Il est logique que ce point surprenne, mais le jugement en donne une explication convaincante en droit.

  • Sur le plan factuel, le tribunal considère avoir deux types de preuve dans le dossier :

    1. que le président et sa garde rapprochée se sont entendus avec les autorités libyennes pour soutenir le candidat Sarkozy en vue de la présidentielle de 2007 ;

    2. que des flux financiers sont bel et bien partis de Libye à destination des proches de Nicolas Sarkozy.

  • Sur le plan juridique, ces faits interviennent à un moment où Sarkozy n’est pas encore président. Ce n’est donc pas le ministre de l’Intérieur qui est corrompu, mais le candidat à la présidentielle.
    Cela ne peut donc pas relever du délit de corruption, qui suppose que le corrompu occupe déjà des fonctions publiques au moment du pacte corruptif.

En revanche, ces faits matériels (rencontres à Tripoli de Claude Guéant et Brice Hortefeux avec les Libyens, flux financiers) caractérisent une entente en vue de corrompre le futur président. C’est la définition même de l’association de malfaiteurs.

Le tribunal a-t-il raison sur les faits ? Impossible de le dire sans être dans le dossier. Son raisonnement juridique paraît en revanche rigoureux.

Le tribunal a également ordonné un mandat de dépôt à effet différé, assorti de l’exécution provisoire. Que signifie l’exécution provisoire ?

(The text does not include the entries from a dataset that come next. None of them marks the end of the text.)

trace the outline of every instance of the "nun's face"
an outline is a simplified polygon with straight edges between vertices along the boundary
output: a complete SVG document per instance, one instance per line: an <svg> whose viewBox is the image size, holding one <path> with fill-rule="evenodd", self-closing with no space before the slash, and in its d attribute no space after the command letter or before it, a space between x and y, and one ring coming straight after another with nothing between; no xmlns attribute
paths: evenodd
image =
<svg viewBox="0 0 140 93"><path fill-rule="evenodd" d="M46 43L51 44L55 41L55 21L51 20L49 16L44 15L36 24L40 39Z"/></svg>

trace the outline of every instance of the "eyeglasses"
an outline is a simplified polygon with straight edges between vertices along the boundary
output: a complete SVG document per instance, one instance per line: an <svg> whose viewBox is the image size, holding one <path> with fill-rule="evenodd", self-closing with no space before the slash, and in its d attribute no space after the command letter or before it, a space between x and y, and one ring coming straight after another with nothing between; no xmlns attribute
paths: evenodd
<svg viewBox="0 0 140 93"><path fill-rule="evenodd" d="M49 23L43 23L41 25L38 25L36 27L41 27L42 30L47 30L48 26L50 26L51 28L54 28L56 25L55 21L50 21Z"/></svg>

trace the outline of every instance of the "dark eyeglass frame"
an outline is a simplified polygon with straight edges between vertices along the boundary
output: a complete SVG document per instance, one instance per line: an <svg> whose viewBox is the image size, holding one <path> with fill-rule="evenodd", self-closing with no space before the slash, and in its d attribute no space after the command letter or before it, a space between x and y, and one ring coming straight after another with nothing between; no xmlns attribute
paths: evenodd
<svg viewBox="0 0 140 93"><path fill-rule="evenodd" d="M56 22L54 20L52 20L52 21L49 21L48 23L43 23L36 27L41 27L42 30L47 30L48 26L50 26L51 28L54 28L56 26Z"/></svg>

Elle signifie que la peine prononcée est exécutable même si le condamné fait appel.

C’est une tendance de fond du droit français : que ce soit en matière pénale ou en matière civile (où elle est devenue le principe en 2019), il est désormais considéré que les décisions de justice doivent avoir un effet le plus rapide possible.

Il faut rappeler que les faits jugés datent de 2005… Est-il si choquant de rendre effective une décision 20 ans après ?

En réalité, la classe politique quasi unanime a voté la généralisation de ce principe au cours des dix dernières années. La France rejoint ainsi de nombreux pays qui ont fait ce choix de longue date.

Est-ce vrai que l’exécution provisoire est en train de se généraliser au détriment de la présomption d’innocence ?

Techniquement, l’exécution provisoire ne porte pas atteinte à la présomption d’innocence. Le prévenu reste innocent devant la Cour d’appel et la peine ne sera pas inscrite à son casier judiciaire tant que les voies de recours n’auront pas été épuisées.

En pratique, il est certain que mettre en prison une personne qui peut être innocentée plus tard peut créer un dommage irréversible. Mais c’est déjà ce que nous faisons en matière de détention préventive : quand une personne est innocentée après plusieurs mois de prison, personne ne peut lui rendre ce temps perdu.

Là où notre droit souffre d’une vraie carence, c’est que :

  • en matière civile, on peut demander au président de la Cour d’appel de lever l’exécution provisoire ;

  • en matière de détention préventive, on peut exercer des recours immédiats ;

  • mais en matière pénale, lorsqu’une peine est rendue exécutoire par un premier jugement, aucun recours immédiat n’existe.

Cette différence de traitement avec les affaires civiles est sans doute inconstitutionnelle. Le législateur se grandirait de créer ce recours immédiat.

Thierry Marembert – Avocat pénaliste

Une réponse

  1. Qu’un candidat à une fonction élective (quelle qu’elle soit) d’un pays démocratique accepte un financement de campagne d’un dictateur (Lybien, Russe, Africain ou Chinois au que sais-je…) est inacceptable en soi : c’est une faute morale contre les valeurs républicaines. Qu’un premier Ministre accepte des cadeaux exorbitants de grands couturiers et emploie son épouse à de fausses tâches contre rémunération est contraire aux valeurs républicaines… les peines ne seront jamais assez sévères pour ces gens là et le mépris qu’ils inspirent assez répandu.